CARBON OFFSET SIMULATION
We did simulate the impact of offsets like energy efficiency, which seem to provide emitters with the opportunity of making profits outside the cap and has a slightly moderating downward pressure on prices for carbon. In the early days it is a limited effect with virtually no impact towards the end of the game as the cap is reached.
HOARDING CREDITS and TRADING STRATEGIES
Trading strategies and hoarding of credits due to uncertainty in early rounds seem to outweigh the impact of the oversupply of allocation of offsets in the early rounds thus keeping prices down.
By later rounds the market expectation is that offset emitter energy efficiency and free allocation would mean emitters escape paying a price of carbon and abatement doesn’t occur. However, we find that the opposite is true, traders making a market for carbon and emitters buying to secure future carbon supply act in a way that supports the price of carbon because inventory of carbon stays high. As the game goes on carbon inventories are exhausted, low carbon fuel prices rise and the value of low carbon plants rise and high carbon fuel prices fall as companies more rapidly than expected shift to a lower carbon market.

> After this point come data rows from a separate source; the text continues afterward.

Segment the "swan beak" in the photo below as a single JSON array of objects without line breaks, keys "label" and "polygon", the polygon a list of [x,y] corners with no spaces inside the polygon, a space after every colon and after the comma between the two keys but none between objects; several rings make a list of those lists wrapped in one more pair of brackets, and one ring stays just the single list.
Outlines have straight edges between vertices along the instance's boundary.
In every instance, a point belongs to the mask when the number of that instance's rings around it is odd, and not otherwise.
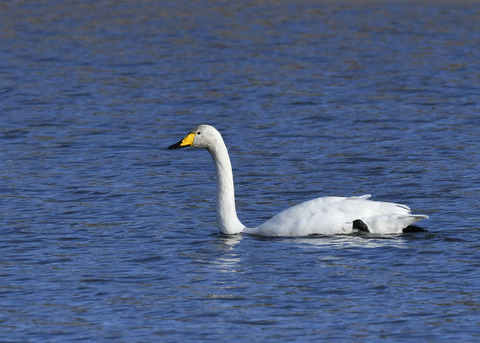
[{"label": "swan beak", "polygon": [[193,146],[193,140],[194,139],[195,139],[195,133],[189,133],[180,142],[175,143],[173,145],[170,145],[168,148],[169,149],[178,149],[178,148],[184,148],[184,147],[187,147],[187,146]]}]

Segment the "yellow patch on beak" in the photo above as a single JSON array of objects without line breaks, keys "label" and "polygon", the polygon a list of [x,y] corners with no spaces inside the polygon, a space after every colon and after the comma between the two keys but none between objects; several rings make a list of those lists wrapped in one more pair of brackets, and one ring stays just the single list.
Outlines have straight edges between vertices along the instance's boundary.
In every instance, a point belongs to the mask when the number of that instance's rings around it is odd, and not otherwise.
[{"label": "yellow patch on beak", "polygon": [[195,133],[189,133],[184,139],[182,139],[180,146],[193,146],[195,135]]},{"label": "yellow patch on beak", "polygon": [[195,135],[196,135],[195,133],[189,133],[180,142],[177,142],[173,145],[170,145],[168,148],[169,149],[178,149],[178,148],[184,148],[186,146],[193,146],[193,141],[195,139]]}]

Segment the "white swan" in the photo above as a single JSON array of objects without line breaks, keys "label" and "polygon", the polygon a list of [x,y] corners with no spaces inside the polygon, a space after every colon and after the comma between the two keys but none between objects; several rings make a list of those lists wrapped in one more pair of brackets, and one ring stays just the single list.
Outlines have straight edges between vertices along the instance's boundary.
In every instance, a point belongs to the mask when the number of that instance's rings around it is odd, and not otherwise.
[{"label": "white swan", "polygon": [[[410,214],[408,206],[359,197],[324,197],[290,207],[262,225],[249,228],[237,217],[233,173],[223,138],[214,127],[200,125],[169,149],[193,146],[207,149],[217,172],[217,224],[220,232],[245,232],[262,236],[348,234],[357,230],[379,234],[402,233],[413,223],[428,218]],[[416,228],[416,227],[413,227]]]}]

Trading strategies are highly profitable as the industry grows and pure commodity trading strategies tend to do badly. The only obvious losing strategy is straight coal but that does not become apparent until later rounds and the last point is the winning strategy tends to be won by those that invest heavily on low carbon strategies as soon as possible.
In Conclusion, this is a fanatastic game to bring everyone up to speed on the mechanics of carbon trading and it has the benefit of showing actual human behaviuor, which can only be factored in when people are in the position of actually buying power plants and seeing what they would do when faced with a cap and a requirement to buy fuel and carbon credits to run their plants.